Matthew 17:14-23: Whereas Matthew greatly simplifies and shortens Mark’s version of this story in the narrative parts, he actually amplifies the “saying” part of it in verse 20. He does this in two ways: (1) He inserts here the Lord’s reference to faith as a mustard seed, a dominical saying found in quite another context in Luke 17:6; (2) Jesus here speaks of the disciples’ “small faith” (oligopistia). We saw earlier that this New Testament expression, “small faith,” either as a noun (here only) or an adjective, is found almost exclusively in Matthew; cf. 6:6; 8:26; 14:31; 16:8 (otherwise only in Luke 12:28). Faith, according to Matthew, is understood as trust in the authority (exsousia) of Jesus (8:9-13; 9:2). Miracles are said to be worked by faith (9:20-22, 28f). In three scenes where Mark and Luke do not do so, Matthew portrays Jesus as saying, “as you have believed, so be it done to you” (8:13; 9:29; 15:8).

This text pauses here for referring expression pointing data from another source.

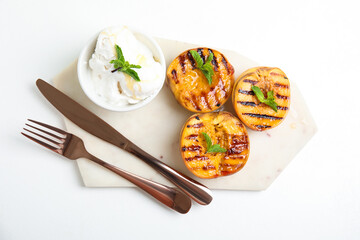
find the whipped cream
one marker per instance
(118, 88)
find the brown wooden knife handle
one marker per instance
(192, 188)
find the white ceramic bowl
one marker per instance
(84, 71)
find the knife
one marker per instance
(99, 128)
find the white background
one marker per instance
(317, 196)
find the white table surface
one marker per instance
(316, 197)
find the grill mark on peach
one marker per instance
(265, 116)
(246, 92)
(197, 158)
(193, 148)
(192, 136)
(191, 59)
(205, 100)
(213, 91)
(245, 103)
(223, 60)
(262, 126)
(192, 102)
(214, 61)
(195, 103)
(276, 74)
(201, 53)
(197, 125)
(182, 63)
(228, 165)
(282, 96)
(234, 157)
(250, 81)
(207, 167)
(222, 87)
(282, 108)
(173, 72)
(281, 85)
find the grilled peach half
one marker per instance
(190, 86)
(254, 114)
(225, 130)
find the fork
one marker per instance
(72, 147)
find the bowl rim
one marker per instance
(80, 69)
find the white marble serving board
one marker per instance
(156, 128)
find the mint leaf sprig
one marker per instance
(210, 147)
(270, 100)
(206, 67)
(124, 66)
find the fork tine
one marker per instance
(48, 126)
(48, 139)
(57, 150)
(49, 133)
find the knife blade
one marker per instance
(99, 128)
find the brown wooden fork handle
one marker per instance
(171, 197)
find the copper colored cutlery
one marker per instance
(72, 147)
(91, 123)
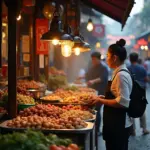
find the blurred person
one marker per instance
(147, 66)
(80, 75)
(116, 122)
(140, 75)
(96, 78)
(140, 61)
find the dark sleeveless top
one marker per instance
(113, 118)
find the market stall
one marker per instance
(43, 103)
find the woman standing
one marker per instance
(116, 122)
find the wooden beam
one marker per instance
(12, 105)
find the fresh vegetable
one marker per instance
(31, 140)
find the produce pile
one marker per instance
(26, 84)
(37, 122)
(23, 99)
(84, 115)
(56, 81)
(55, 112)
(42, 111)
(75, 97)
(31, 140)
(51, 97)
(87, 90)
(76, 107)
(55, 71)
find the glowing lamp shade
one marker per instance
(55, 42)
(77, 51)
(19, 17)
(142, 47)
(90, 25)
(66, 50)
(146, 48)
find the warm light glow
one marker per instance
(19, 17)
(98, 45)
(66, 50)
(142, 47)
(55, 42)
(132, 36)
(146, 48)
(77, 51)
(102, 56)
(90, 26)
(3, 34)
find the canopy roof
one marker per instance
(118, 10)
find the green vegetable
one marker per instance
(30, 140)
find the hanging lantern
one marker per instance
(66, 48)
(28, 3)
(90, 26)
(48, 10)
(77, 51)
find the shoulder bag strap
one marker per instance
(120, 71)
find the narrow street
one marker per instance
(138, 142)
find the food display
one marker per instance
(37, 122)
(75, 107)
(51, 97)
(87, 90)
(79, 98)
(34, 140)
(23, 99)
(72, 99)
(56, 81)
(55, 71)
(64, 94)
(55, 112)
(42, 111)
(84, 115)
(26, 84)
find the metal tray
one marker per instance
(89, 127)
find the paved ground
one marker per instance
(138, 142)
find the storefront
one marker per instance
(53, 106)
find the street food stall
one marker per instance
(44, 103)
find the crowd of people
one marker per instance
(115, 94)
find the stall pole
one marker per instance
(36, 57)
(12, 105)
(1, 33)
(31, 29)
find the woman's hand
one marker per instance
(97, 100)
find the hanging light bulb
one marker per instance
(66, 50)
(90, 25)
(19, 17)
(77, 51)
(55, 42)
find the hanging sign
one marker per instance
(41, 28)
(99, 30)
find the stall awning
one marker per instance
(118, 10)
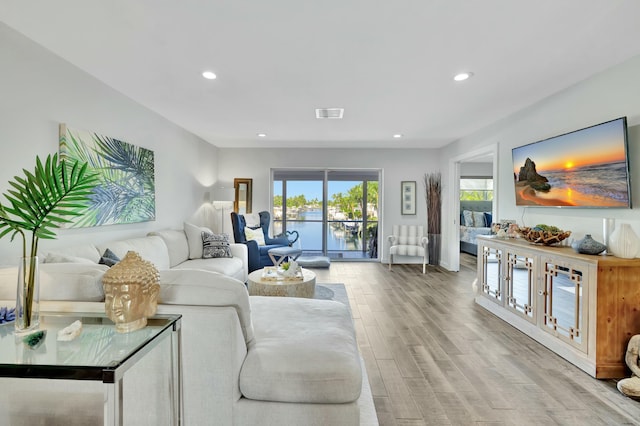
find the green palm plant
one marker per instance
(39, 203)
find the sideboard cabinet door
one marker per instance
(520, 284)
(491, 273)
(565, 300)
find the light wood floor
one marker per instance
(436, 358)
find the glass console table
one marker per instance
(99, 353)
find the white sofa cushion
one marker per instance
(195, 287)
(60, 281)
(152, 249)
(87, 251)
(176, 241)
(304, 351)
(229, 266)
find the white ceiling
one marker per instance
(388, 63)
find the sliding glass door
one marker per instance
(335, 212)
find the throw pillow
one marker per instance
(215, 245)
(478, 219)
(468, 217)
(194, 239)
(488, 218)
(254, 234)
(109, 258)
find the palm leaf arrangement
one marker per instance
(39, 203)
(126, 193)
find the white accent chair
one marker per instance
(408, 240)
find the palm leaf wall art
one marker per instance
(126, 192)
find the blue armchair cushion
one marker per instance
(258, 254)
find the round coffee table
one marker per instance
(283, 288)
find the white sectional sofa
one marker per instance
(247, 360)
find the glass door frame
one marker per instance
(363, 176)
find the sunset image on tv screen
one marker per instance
(585, 168)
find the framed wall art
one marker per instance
(408, 196)
(126, 193)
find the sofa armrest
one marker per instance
(241, 251)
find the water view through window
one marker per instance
(341, 224)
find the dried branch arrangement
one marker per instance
(433, 196)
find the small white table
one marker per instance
(98, 354)
(283, 288)
(279, 254)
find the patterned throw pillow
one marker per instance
(109, 258)
(478, 219)
(254, 234)
(468, 218)
(215, 245)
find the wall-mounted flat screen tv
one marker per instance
(585, 168)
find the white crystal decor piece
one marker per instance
(70, 332)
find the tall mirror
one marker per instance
(243, 187)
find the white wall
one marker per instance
(39, 90)
(397, 166)
(611, 94)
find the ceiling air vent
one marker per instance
(329, 112)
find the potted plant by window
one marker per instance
(38, 203)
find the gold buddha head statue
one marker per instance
(131, 292)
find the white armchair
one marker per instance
(408, 240)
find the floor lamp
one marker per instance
(223, 197)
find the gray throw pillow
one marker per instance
(215, 245)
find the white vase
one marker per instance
(28, 297)
(623, 242)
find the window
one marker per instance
(334, 211)
(476, 189)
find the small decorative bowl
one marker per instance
(546, 238)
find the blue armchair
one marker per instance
(258, 255)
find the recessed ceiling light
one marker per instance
(463, 76)
(209, 75)
(332, 113)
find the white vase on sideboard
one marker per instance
(624, 242)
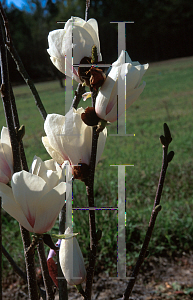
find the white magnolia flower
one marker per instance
(6, 157)
(34, 201)
(71, 260)
(106, 101)
(85, 36)
(69, 138)
(48, 170)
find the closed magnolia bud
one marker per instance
(71, 260)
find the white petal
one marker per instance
(12, 207)
(52, 152)
(48, 208)
(28, 189)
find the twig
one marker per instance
(20, 66)
(48, 283)
(87, 8)
(78, 95)
(0, 253)
(165, 140)
(90, 194)
(5, 94)
(14, 265)
(62, 283)
(17, 125)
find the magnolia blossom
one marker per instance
(6, 157)
(106, 101)
(85, 36)
(71, 260)
(69, 138)
(34, 201)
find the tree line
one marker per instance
(162, 29)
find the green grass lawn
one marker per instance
(168, 97)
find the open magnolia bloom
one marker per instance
(34, 201)
(106, 101)
(48, 170)
(69, 138)
(6, 157)
(71, 260)
(85, 36)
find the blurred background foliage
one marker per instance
(162, 30)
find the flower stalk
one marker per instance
(92, 222)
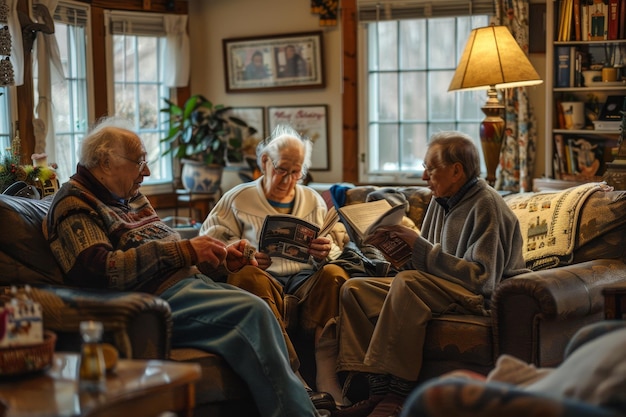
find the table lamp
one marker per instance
(492, 59)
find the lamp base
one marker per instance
(491, 135)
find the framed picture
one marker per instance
(276, 62)
(309, 121)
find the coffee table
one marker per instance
(136, 388)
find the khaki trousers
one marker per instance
(317, 298)
(382, 321)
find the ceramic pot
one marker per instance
(198, 177)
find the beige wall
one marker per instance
(212, 20)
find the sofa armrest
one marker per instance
(139, 325)
(536, 313)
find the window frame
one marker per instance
(145, 26)
(364, 174)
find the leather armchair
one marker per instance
(139, 325)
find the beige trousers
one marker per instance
(382, 321)
(318, 298)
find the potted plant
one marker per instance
(205, 137)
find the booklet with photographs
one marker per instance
(362, 219)
(289, 237)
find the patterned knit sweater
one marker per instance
(102, 242)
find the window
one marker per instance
(5, 120)
(70, 95)
(136, 45)
(408, 64)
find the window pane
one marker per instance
(146, 48)
(412, 95)
(5, 120)
(388, 93)
(440, 100)
(414, 140)
(413, 43)
(387, 45)
(69, 98)
(385, 153)
(442, 41)
(139, 97)
(410, 65)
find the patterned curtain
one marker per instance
(519, 148)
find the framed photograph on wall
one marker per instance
(310, 121)
(276, 62)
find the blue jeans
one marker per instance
(240, 327)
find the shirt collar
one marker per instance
(448, 202)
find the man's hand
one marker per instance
(397, 230)
(209, 250)
(239, 254)
(319, 248)
(263, 260)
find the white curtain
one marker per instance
(17, 46)
(176, 61)
(49, 71)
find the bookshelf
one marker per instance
(571, 56)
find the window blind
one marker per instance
(132, 23)
(71, 14)
(376, 10)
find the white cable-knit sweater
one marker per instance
(240, 212)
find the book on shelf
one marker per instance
(577, 20)
(565, 19)
(287, 236)
(362, 220)
(559, 145)
(563, 65)
(612, 108)
(599, 20)
(621, 26)
(613, 21)
(585, 157)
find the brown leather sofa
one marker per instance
(534, 315)
(138, 324)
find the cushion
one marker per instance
(556, 224)
(418, 198)
(594, 373)
(25, 256)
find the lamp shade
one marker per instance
(493, 59)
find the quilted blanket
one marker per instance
(549, 223)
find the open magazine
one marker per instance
(289, 237)
(362, 220)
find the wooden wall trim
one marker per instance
(350, 105)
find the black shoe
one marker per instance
(322, 400)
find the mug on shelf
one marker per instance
(609, 74)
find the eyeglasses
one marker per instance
(141, 164)
(282, 172)
(430, 171)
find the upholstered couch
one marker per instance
(138, 324)
(534, 315)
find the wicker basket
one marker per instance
(19, 360)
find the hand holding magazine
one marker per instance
(289, 237)
(363, 219)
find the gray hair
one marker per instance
(284, 136)
(107, 136)
(452, 147)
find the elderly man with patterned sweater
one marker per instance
(470, 240)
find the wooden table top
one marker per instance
(161, 385)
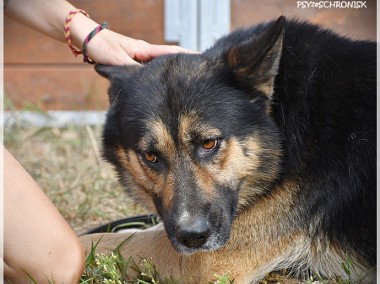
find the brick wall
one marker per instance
(42, 73)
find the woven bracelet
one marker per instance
(66, 29)
(94, 32)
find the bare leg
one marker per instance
(37, 239)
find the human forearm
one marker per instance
(48, 17)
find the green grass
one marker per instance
(66, 164)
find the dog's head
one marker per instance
(191, 135)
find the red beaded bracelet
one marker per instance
(104, 25)
(66, 29)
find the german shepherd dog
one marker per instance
(258, 154)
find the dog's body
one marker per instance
(259, 154)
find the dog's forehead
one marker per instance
(167, 137)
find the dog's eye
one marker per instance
(209, 144)
(150, 157)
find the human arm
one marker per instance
(107, 47)
(37, 239)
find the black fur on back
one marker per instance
(321, 112)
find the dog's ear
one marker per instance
(255, 62)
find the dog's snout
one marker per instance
(193, 234)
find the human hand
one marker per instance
(111, 48)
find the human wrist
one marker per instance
(81, 26)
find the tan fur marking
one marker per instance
(163, 140)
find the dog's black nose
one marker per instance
(193, 234)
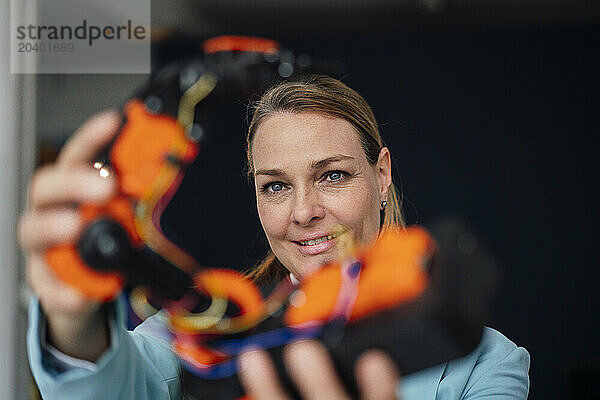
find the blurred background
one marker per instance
(489, 108)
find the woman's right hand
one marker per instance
(75, 325)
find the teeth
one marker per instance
(322, 239)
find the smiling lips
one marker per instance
(317, 245)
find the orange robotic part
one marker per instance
(71, 269)
(240, 43)
(137, 162)
(392, 274)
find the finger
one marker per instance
(40, 230)
(376, 376)
(55, 295)
(51, 186)
(89, 139)
(258, 376)
(312, 371)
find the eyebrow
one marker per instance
(313, 165)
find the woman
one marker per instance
(319, 169)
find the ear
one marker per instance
(384, 172)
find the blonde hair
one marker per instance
(322, 94)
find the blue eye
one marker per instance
(333, 176)
(271, 188)
(276, 187)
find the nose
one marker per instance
(307, 208)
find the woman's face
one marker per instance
(313, 182)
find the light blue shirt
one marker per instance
(141, 365)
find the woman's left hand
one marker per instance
(312, 371)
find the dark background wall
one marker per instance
(495, 124)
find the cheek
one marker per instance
(272, 219)
(357, 209)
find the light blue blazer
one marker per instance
(141, 365)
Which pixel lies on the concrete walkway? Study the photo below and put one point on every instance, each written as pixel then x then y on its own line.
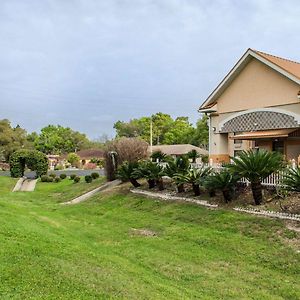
pixel 88 195
pixel 25 185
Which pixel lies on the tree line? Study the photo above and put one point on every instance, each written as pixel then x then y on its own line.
pixel 57 139
pixel 165 129
pixel 52 139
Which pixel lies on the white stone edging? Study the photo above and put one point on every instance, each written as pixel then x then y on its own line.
pixel 170 197
pixel 269 213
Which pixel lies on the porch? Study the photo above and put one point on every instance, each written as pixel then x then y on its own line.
pixel 285 141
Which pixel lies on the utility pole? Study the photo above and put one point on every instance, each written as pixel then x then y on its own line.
pixel 151 134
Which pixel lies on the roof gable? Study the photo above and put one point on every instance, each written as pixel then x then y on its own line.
pixel 287 68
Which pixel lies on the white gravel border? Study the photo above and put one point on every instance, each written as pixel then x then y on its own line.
pixel 268 213
pixel 169 197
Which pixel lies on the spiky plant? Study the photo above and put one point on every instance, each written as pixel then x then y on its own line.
pixel 224 181
pixel 152 172
pixel 291 180
pixel 127 172
pixel 196 177
pixel 255 166
pixel 176 169
pixel 193 155
pixel 158 156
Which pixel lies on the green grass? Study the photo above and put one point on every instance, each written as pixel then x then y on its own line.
pixel 89 251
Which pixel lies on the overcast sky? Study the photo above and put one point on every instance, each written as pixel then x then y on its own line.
pixel 86 64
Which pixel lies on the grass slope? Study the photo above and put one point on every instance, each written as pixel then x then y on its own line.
pixel 89 251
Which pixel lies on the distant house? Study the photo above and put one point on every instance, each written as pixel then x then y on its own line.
pixel 257 105
pixel 88 154
pixel 176 150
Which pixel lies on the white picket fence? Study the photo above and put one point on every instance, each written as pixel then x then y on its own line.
pixel 274 179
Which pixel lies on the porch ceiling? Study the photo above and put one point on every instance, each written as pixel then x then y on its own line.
pixel 254 135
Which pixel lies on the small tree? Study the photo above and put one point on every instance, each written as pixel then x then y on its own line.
pixel 121 150
pixel 256 165
pixel 127 172
pixel 176 169
pixel 193 155
pixel 33 159
pixel 73 159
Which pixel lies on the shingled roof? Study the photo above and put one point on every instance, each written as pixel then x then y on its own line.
pixel 286 67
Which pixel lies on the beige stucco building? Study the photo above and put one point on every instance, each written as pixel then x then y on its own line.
pixel 257 105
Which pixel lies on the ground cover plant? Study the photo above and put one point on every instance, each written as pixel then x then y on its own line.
pixel 117 245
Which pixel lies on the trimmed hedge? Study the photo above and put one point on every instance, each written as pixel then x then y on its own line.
pixel 88 178
pixel 76 179
pixel 95 175
pixel 33 159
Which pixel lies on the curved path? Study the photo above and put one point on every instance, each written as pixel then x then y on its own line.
pixel 25 185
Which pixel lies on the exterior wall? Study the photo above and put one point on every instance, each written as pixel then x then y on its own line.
pixel 257 86
pixel 293 150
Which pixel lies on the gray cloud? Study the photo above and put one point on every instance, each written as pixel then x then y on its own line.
pixel 86 64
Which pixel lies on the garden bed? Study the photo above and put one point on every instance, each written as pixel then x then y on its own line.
pixel 273 206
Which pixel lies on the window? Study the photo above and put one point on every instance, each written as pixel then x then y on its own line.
pixel 236 153
pixel 237 141
pixel 278 146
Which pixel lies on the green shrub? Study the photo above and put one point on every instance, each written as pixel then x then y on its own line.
pixel 76 179
pixel 33 159
pixel 57 179
pixel 44 178
pixel 291 180
pixel 88 178
pixel 95 175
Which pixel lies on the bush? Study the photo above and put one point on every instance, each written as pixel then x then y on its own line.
pixel 62 176
pixel 73 159
pixel 57 179
pixel 121 150
pixel 88 178
pixel 44 178
pixel 33 159
pixel 76 179
pixel 95 175
pixel 90 166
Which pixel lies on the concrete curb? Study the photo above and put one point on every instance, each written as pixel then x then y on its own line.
pixel 92 193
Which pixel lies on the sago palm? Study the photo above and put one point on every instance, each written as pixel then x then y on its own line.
pixel 196 177
pixel 291 180
pixel 193 155
pixel 176 169
pixel 127 172
pixel 224 181
pixel 255 166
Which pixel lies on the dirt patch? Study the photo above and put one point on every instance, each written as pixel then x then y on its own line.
pixel 291 236
pixel 143 232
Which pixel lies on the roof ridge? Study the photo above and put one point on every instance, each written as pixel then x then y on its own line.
pixel 286 59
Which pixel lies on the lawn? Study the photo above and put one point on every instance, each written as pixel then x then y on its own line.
pixel 92 250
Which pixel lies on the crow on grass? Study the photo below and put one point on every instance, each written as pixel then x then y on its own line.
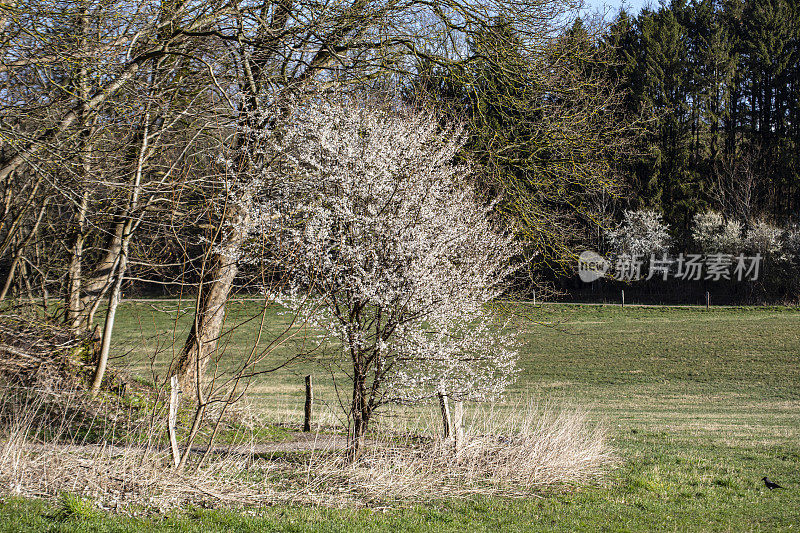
pixel 770 485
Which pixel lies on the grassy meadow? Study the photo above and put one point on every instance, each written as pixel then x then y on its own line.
pixel 700 405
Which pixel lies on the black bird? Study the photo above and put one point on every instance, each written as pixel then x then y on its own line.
pixel 770 485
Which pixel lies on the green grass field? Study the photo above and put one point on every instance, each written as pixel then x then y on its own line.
pixel 701 405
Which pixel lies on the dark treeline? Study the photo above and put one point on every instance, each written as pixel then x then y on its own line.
pixel 722 81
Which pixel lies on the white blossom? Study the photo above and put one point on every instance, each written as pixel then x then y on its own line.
pixel 640 234
pixel 374 220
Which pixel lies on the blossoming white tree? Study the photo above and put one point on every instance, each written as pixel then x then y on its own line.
pixel 380 226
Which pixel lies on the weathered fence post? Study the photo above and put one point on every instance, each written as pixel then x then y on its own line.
pixel 172 421
pixel 309 403
pixel 458 422
pixel 445 406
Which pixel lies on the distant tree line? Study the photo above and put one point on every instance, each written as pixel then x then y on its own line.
pixel 721 81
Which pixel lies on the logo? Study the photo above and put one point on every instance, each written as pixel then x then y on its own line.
pixel 592 266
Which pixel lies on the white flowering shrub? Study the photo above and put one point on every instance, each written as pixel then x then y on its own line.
pixel 378 227
pixel 763 238
pixel 641 233
pixel 711 233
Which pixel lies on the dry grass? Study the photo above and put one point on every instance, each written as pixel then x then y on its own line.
pixel 511 452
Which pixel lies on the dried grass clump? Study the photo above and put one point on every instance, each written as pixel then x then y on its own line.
pixel 506 452
pixel 34 351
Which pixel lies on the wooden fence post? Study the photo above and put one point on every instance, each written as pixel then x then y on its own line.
pixel 172 421
pixel 445 406
pixel 309 403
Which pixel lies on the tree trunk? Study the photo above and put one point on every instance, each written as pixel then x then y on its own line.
pixel 214 291
pixel 360 414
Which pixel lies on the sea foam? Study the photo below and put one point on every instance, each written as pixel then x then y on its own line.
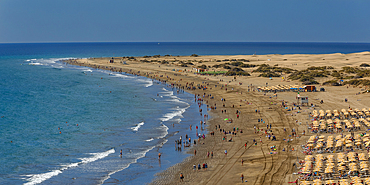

When the man approaches Jesus (verse 14), he kneels down—gonypeton, literally “bending the knee”—before Jesus. That is to say, he assumes before Jesus the posture of prayer (contrast Mark 9:14-17). Like Solomon at the dedication of the Temple, he kneels before Jesus in prayer. This is the second time in two consecutive scenes in Matthew where kneeling is the proper posture in the presence of Jesus. In Matthew, then, the scene is one of worship and prayerful petition. And what does the man say to Jesus when he kneels down? Kyrie, eleison! — “Lord, have mercy!”

This kneeling down, or prostration, in prayer is not simply a generic act of worship. It is specified by its Christological reference. Indeed, in the former scene, the Transfiguration, the disciples fall into this posture when they hear the voice of the Father identifying Jesus as His Son. Their posture is a theophanic response (cf. Revelation 1:16-17). Here in Matthew (verse 15) the man bends the knee Avton–“towards Him.”

Romans 13:8-14: Paul returns briefly to the Christian’s relationship to the Mosaic Law. Does Christian freedom imply that believers are no longer bound by the Decalogue? Hardly, says Paul, but the general Christian command to love one’s neighbor as oneself more than adequately summarizes those components of the Decalogue that concern our fellow man. That is to say, even the Decalogue is now read through a new lens.

Once again Paul speaks of salvation as reality that lies yet in the future, a future that is now closer than when we first became believers. (verse 11). As we have seen repeatedly, in Romans the vocabulary of salvation is commonly associated with the return of Christ and the general resurrection of the body.
Meanwhile, Christians are to “wake up” to the newness of life in Christ (verses 11-12; 1 Thessalonians 6:6; 1 Corinthians 15:34; Ephesians 5:14).